Potential Interestingness Measures

Cosine

\[\frac{P(A^{\wedge}B)}{\sqrt{P(A)*P(B))}}\]
Measures co-occurrence
Merceron & Yacef (2008) note that it is easy to interpret (numbers closer to 1 than 0 are better; over 0.65 is desirable)

Example

Rule:If a student took BDEMOOC, the student published EDM paper
Cosine? \[\frac{P(A,B)}{\sqrt{P(A)*P(B))}}\]
(0.4)/sqrt(0.5*0.5) = 0.8

Potential Interestingness Measures

Lift\[ \frac{Confidence(A\to B)}{P(B)} = \frac{P(A^{\wedge}B )}{P(A)*P(B)} \]
Measures whether data points that have both A and B are more common than would be expected from the base rate of each
Merceron & Yacef (2008) note that it is easy to interpret (lift over 1 indicates stronger association)

Example

Rule:If a student took BDEMOOC, the student published EDM paper
Lift?

\[ \frac{P(A^{\wedge}B )}{P(A)*P(B)} \]
(0.4)/(0.5*0.5) = 1.6

Merceron & Yacef recommendation

Rules with high cosine or high lift should be considered interesting
Rules with high cosine or high lift should be considered interesting

Other Interestingness measures

(Tan, Kumar, & Srivastava, 2002)

Worth drawing your attention to

Jaccard

\[ \frac{P(A^{\wedge}B)}{P(A)+P(B)- P(A^{\wedge}B)} \]
Measures the relative degree to which having A and B together is more likely than having either A or B but not both

Other idea for selection

Select rules based both on interestingness and based on being different from other rules already selected (e.g., involve different operators)

Alternate approach (Bazaldua et al., 2014)

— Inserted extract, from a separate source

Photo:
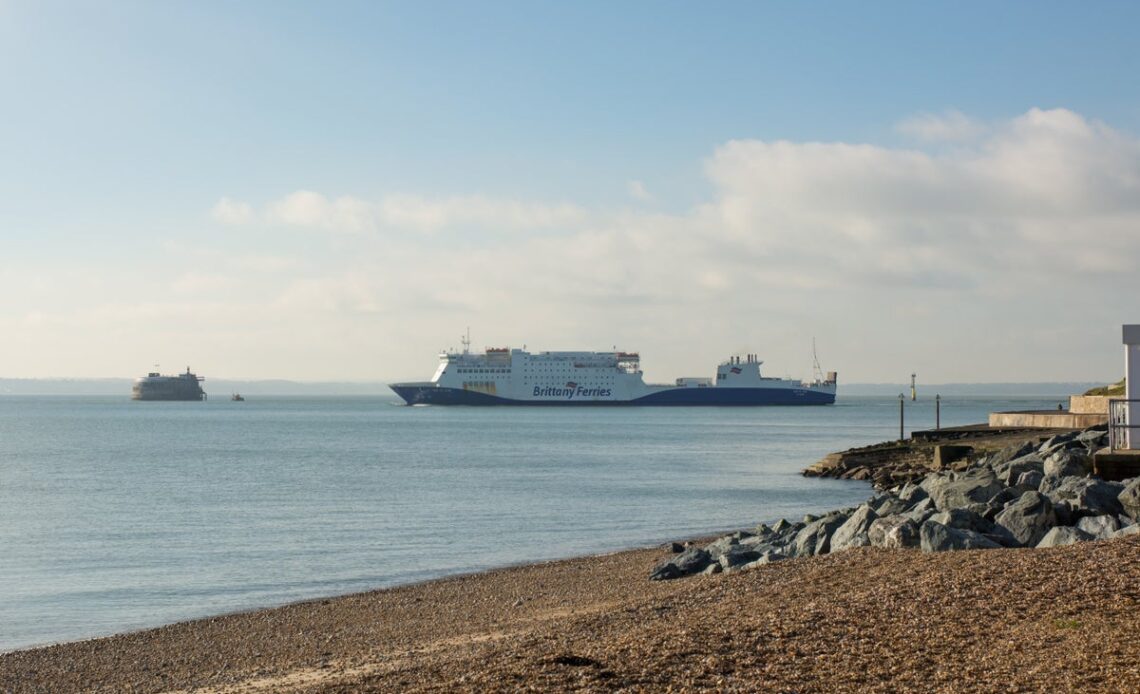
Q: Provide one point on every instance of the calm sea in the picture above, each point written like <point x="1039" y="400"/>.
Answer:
<point x="117" y="515"/>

Compared “interestingness” measures to human judgments about how interesting the rules were
They found that Jaccard and Cosine were the best single predictors
And that Lift had predictive power independent of them
But they also found that the correlations between [Jaccard and Cosine] and [human ratings of interestingness] were negative
- For Cosine, opposite of prediction in Merceron & Yacef!

Questions? Comments?

Association Rule Mining

Find rules
Evaluate rules

The Apriori algorithm (Agrawal et al., 1996)

Generate frequent itemset
Generate rules from frequent itemset

Generate Frequent Itemset

Generate all single items, take those with support over threshold – {i1}
Generate all pairs of items from items in {i1}, take those with support over threshold – {i2}
Generate all triplets of items from items in {i2}, take those with support over threshold – {i3}
And so on…
Then form joint itemset of all itemsets

Generate Rules From Frequent Itemset

Given a frequent itemset, take all items with at least two components
Generate rules from these items
- E.g. {A,B,C,D} leads to {A,B,C}->D, {A,B,D}->C, {A,B}->{C,D}, etc. etc.
Eliminate rules with confidence below threshold

Finally

Rank the resulting rules using your interest measures

Questions? Comments?

Variant on association rules

Negative association rules (Brin et al., 1997)
- What doesn’t go together?(especially if probability suggests that two things should go together)
- People who buy diapers don’t buy car wax, even though 30-year old males buy both?
- People who take advanced data mining don’t take hierarchical linear models, even though everyone who takes either has advanced math?
- Students who game the system don’t go off-task?

Rules in Education

What might be some reasonable applications for Association Rule Mining in education?
Can you brainstorm some ways you might use them in your own work?